When we break down the example, “Alexa, what’s the weather?", a complicated process takes place. First, the hardware in Amazon’s Echo contains an AI listening and processing audio for the word “Alexa,” from all the sounds around it, all the time it is on. This listening and processing are the first AI assistant that helps with this question. Let's call it AI #1, Local Command Word Processor (local speech to command)
Second, the audio containing the spoken words turns "what’s the weather" from audio into text. This Voice to Text AI uses multitudes of recorded utterances to piece together the sounds into letters and words.
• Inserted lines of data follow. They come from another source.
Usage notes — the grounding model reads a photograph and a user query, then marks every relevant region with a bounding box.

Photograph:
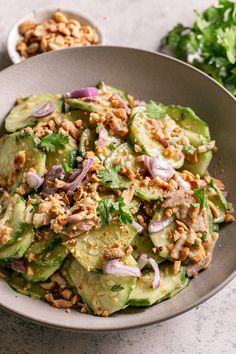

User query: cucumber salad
[0,83,234,316]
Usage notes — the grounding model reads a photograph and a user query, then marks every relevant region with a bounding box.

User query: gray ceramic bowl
[0,46,235,331]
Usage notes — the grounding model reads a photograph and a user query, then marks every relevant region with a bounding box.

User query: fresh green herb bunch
[165,0,236,96]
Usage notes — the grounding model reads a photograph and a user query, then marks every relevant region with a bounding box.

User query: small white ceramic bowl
[7,7,103,64]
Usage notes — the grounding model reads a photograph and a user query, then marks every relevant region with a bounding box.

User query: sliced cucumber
[165,105,210,138]
[8,272,46,299]
[0,226,34,261]
[105,142,135,169]
[65,99,103,112]
[134,181,163,202]
[132,234,164,264]
[66,258,136,315]
[5,94,63,133]
[208,194,226,223]
[130,107,184,169]
[164,275,190,300]
[0,131,46,193]
[46,142,77,170]
[183,150,212,176]
[78,128,95,158]
[129,264,188,306]
[149,212,176,260]
[25,233,62,258]
[0,194,26,246]
[33,244,69,267]
[22,263,60,283]
[63,110,90,125]
[67,223,137,271]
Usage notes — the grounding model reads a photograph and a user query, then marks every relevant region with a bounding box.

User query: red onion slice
[138,254,160,289]
[25,172,44,189]
[42,164,65,196]
[11,260,26,273]
[175,173,191,190]
[32,102,56,118]
[131,220,143,234]
[148,216,175,233]
[186,256,211,277]
[103,259,141,277]
[144,156,175,180]
[65,158,94,191]
[148,258,160,289]
[97,127,108,148]
[67,87,98,98]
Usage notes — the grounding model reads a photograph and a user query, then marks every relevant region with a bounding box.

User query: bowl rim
[7,6,103,64]
[0,46,235,332]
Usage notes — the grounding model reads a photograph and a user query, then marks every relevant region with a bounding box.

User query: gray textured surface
[0,0,235,353]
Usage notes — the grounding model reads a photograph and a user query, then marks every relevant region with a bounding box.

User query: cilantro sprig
[97,196,133,228]
[97,164,123,189]
[40,132,69,152]
[194,188,208,209]
[165,0,236,96]
[146,101,166,120]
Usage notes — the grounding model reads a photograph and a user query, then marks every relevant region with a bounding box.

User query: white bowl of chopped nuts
[7,8,103,64]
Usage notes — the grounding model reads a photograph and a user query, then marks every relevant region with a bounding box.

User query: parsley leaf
[146,101,166,120]
[194,188,208,209]
[111,284,124,292]
[97,164,123,189]
[62,162,73,173]
[208,179,229,210]
[40,132,69,152]
[97,197,133,228]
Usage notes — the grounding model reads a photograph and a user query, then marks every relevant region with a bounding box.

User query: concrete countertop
[0,1,235,353]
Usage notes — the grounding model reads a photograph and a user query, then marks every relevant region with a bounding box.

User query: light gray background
[0,1,235,353]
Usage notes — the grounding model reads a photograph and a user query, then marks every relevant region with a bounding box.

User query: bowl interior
[7,7,103,64]
[0,46,235,331]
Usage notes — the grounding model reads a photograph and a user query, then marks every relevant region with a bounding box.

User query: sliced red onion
[137,254,160,289]
[103,259,141,277]
[32,102,56,118]
[25,172,44,189]
[11,260,26,273]
[110,93,129,112]
[83,97,100,103]
[137,253,149,269]
[131,220,143,233]
[144,156,175,180]
[175,173,191,190]
[97,127,108,148]
[65,158,94,192]
[148,258,160,289]
[67,87,98,98]
[148,216,175,233]
[42,164,65,196]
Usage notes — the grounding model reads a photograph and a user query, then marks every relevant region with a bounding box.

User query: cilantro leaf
[111,284,124,292]
[117,197,133,225]
[97,196,133,228]
[165,0,236,96]
[146,101,166,120]
[194,188,208,209]
[97,197,116,228]
[97,164,123,189]
[40,132,69,152]
[208,179,229,210]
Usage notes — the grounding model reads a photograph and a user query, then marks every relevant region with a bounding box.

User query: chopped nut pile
[16,11,99,60]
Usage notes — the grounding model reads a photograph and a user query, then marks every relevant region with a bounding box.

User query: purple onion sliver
[32,102,56,118]
[148,216,175,233]
[65,158,94,191]
[103,259,142,277]
[144,155,175,180]
[25,172,44,189]
[83,97,100,103]
[175,173,191,190]
[148,258,160,289]
[67,87,99,99]
[97,127,108,148]
[11,260,26,273]
[131,220,143,234]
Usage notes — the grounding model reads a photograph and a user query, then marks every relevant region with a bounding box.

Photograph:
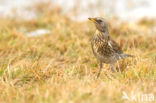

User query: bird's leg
[97,61,103,78]
[111,64,116,72]
[117,61,121,73]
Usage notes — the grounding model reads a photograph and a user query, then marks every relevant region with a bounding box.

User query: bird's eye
[98,20,102,23]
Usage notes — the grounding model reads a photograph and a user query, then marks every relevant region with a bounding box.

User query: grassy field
[0,9,156,103]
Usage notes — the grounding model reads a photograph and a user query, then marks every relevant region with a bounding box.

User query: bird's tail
[120,53,134,59]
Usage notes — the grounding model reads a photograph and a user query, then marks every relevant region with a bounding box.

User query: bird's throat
[95,30,110,40]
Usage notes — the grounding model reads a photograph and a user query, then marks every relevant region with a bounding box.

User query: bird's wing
[109,39,123,54]
[92,38,123,57]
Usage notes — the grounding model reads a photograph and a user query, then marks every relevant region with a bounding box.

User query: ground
[0,10,156,103]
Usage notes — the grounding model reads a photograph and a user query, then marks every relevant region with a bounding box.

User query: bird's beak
[88,18,96,22]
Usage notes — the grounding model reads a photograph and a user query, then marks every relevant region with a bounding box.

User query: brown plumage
[88,17,133,78]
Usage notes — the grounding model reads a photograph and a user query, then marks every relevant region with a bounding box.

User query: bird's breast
[91,36,111,55]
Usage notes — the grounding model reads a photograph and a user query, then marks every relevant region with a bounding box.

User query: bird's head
[88,17,109,33]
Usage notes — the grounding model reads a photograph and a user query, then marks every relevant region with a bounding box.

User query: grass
[0,9,156,103]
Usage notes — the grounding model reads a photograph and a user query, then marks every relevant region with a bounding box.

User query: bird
[88,17,133,78]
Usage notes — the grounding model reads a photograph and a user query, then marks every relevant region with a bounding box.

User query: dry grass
[0,8,156,103]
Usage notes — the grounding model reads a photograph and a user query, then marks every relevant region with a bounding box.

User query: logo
[122,91,155,102]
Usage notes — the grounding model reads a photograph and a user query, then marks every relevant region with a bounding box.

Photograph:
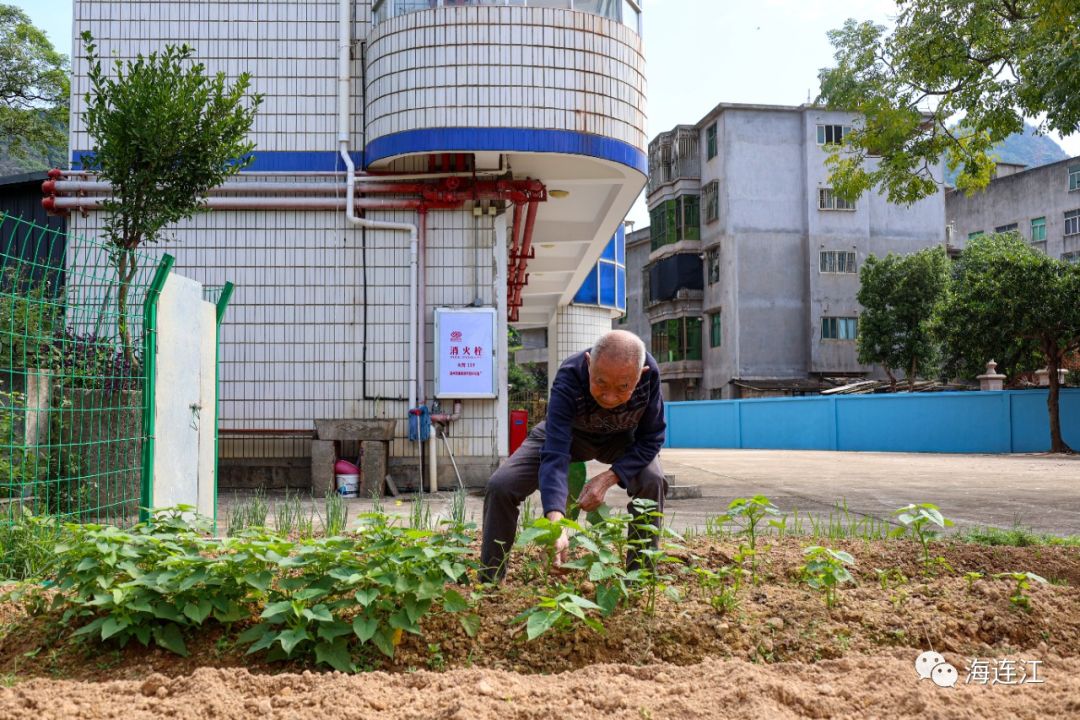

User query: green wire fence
[1,212,169,525]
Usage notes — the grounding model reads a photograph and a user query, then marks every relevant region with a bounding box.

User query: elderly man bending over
[480,329,667,582]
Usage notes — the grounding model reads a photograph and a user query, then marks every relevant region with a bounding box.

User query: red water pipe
[509,199,539,312]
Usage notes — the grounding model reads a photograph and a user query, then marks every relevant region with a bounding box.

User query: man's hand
[578,469,620,512]
[546,510,570,571]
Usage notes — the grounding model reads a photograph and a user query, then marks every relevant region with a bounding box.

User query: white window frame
[995,223,1018,234]
[1069,165,1080,191]
[820,250,857,274]
[1065,209,1080,237]
[819,188,855,211]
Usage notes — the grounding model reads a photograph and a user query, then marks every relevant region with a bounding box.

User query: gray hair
[591,330,646,369]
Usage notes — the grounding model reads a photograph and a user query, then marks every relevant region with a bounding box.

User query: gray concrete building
[619,103,945,400]
[946,156,1080,262]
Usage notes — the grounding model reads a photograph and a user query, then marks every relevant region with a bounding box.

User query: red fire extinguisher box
[509,409,528,455]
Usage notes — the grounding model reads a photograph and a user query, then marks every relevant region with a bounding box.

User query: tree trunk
[884,366,897,393]
[908,356,917,392]
[115,249,140,373]
[1047,347,1072,454]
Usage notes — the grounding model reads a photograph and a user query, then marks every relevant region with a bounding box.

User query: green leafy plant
[54,507,270,657]
[993,571,1048,611]
[964,571,984,591]
[239,511,479,670]
[800,546,855,610]
[874,567,908,591]
[512,591,604,640]
[722,495,781,584]
[691,565,740,614]
[890,502,954,572]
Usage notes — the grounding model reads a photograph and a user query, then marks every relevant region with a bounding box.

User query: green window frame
[650,317,703,362]
[650,196,700,251]
[1069,165,1080,191]
[1031,217,1046,242]
[709,312,722,348]
[968,231,985,240]
[821,316,858,341]
[706,123,717,160]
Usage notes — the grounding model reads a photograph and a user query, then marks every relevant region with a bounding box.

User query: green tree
[857,247,949,391]
[0,4,68,169]
[817,1,1080,204]
[938,233,1080,453]
[80,32,262,368]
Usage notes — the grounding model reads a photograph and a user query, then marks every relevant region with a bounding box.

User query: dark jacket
[539,349,666,514]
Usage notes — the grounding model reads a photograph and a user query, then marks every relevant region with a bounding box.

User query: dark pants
[480,421,667,582]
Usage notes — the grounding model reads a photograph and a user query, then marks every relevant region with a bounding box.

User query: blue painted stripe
[71,150,365,173]
[365,128,648,175]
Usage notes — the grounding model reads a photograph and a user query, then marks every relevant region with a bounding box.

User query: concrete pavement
[219,449,1080,538]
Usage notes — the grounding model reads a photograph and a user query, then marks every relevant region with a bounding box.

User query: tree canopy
[856,246,949,390]
[80,32,261,365]
[817,0,1080,204]
[939,232,1080,452]
[0,4,68,170]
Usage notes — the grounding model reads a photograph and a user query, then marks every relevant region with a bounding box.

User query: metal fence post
[138,254,175,522]
[212,281,234,533]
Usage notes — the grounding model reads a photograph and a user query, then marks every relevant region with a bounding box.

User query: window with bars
[1069,165,1080,191]
[707,249,720,285]
[709,311,722,348]
[1062,252,1080,264]
[1065,209,1080,237]
[703,181,718,223]
[816,124,852,145]
[1031,217,1046,242]
[706,123,717,159]
[821,316,858,340]
[819,188,855,211]
[650,317,703,363]
[968,231,985,240]
[995,223,1019,234]
[820,250,857,274]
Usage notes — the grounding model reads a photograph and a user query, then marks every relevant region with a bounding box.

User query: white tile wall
[71,1,371,155]
[364,6,646,149]
[547,303,614,381]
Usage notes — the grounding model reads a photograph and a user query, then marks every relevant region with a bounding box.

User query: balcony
[373,0,642,31]
[647,127,700,195]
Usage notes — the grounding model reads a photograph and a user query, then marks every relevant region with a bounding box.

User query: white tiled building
[62,0,645,489]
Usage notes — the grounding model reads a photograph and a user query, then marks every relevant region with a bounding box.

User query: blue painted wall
[664,390,1080,453]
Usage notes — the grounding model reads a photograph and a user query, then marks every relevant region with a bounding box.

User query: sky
[14,0,1080,227]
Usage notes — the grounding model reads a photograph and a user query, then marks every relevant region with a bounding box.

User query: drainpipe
[338,0,419,440]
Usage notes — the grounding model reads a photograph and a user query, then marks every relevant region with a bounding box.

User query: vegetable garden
[2,491,1079,719]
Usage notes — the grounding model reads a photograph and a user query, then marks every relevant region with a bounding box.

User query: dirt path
[2,653,1076,720]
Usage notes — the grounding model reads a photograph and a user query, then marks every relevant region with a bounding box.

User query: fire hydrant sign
[434,307,497,398]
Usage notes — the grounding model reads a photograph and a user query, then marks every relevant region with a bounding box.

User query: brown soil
[1,536,1078,719]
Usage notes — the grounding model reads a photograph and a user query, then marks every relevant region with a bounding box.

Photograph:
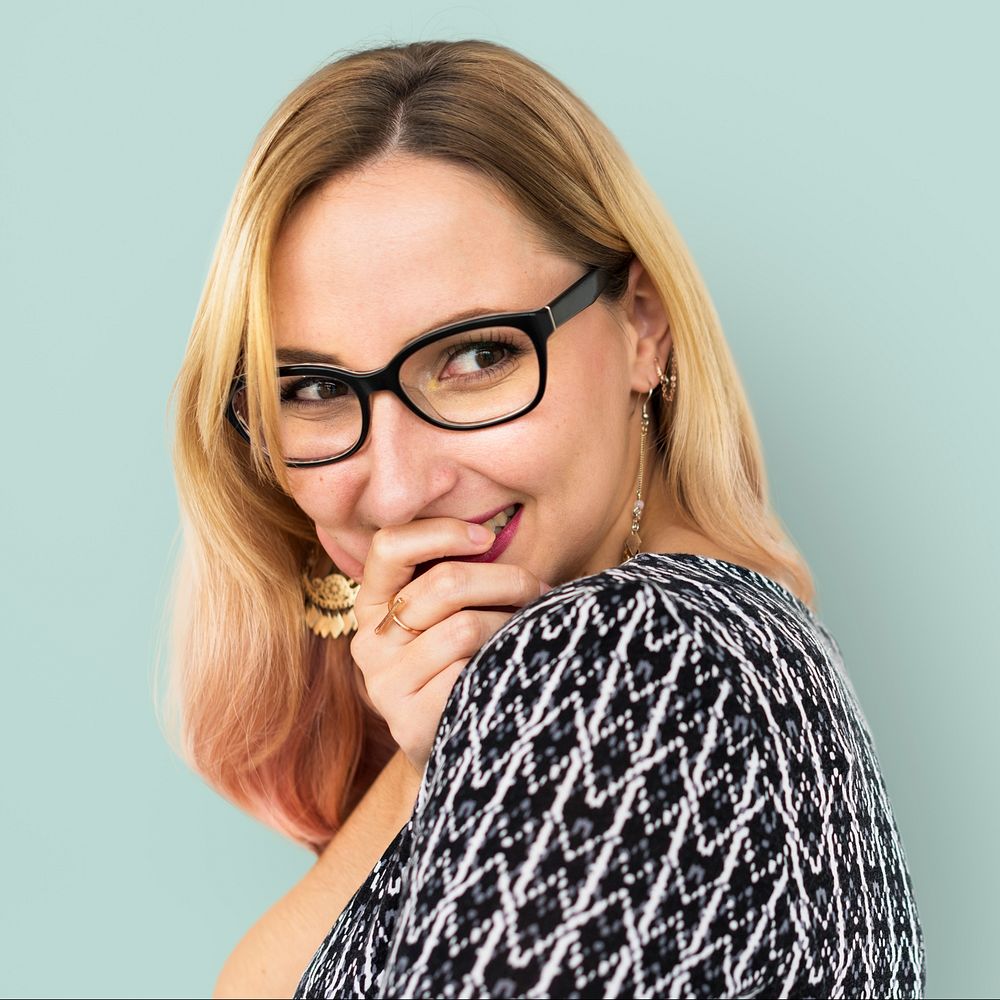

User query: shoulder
[423,553,839,779]
[408,555,807,924]
[441,558,690,713]
[424,556,750,760]
[452,551,816,694]
[386,558,918,998]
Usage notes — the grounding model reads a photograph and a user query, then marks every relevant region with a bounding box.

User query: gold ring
[374,593,423,636]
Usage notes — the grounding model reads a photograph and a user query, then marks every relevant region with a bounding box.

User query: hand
[348,518,552,776]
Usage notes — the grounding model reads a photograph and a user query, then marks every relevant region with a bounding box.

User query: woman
[164,39,926,998]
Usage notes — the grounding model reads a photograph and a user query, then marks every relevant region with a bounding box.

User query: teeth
[484,503,519,535]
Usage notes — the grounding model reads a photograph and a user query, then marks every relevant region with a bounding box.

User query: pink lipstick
[463,503,523,563]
In this case, it needed to understand a conjunction of “what is” as "what's." The Voice to Text AI supports AI #2.
Third, another AI that specializes in the meaning of the text is involved. This Natural Language Processing AI turns "what’s the weather" into commands, and we can call it AI #3.
When the intention of the user is determined, programs use a locally defined zip code and request the weather from an Internet weather location source, then organizes the results into reply text. This text is, in turn, passed to the AI #4 that helps with this question. Text to Speech creates the returned text as audio, matched from multitudes of recorded utterances to construct the sounds into words, and words into sentences. Additionally, adding a cadence and creating an audio file is passed to the Alexa speaker to play.
With four AI systems working together, the complexity of what is involved in delivering a spoken audio response from Alexa is enormous. At this point, the solution AI systems are solving for is becoming a problem for the AI industry as a whole: how to teach users to manage an AI system.
Making the system so easy to use that there is no thought involved is premature. It is still critical that we think about what we want from our AI systems before speaking to one if we want to ensure an accurate response.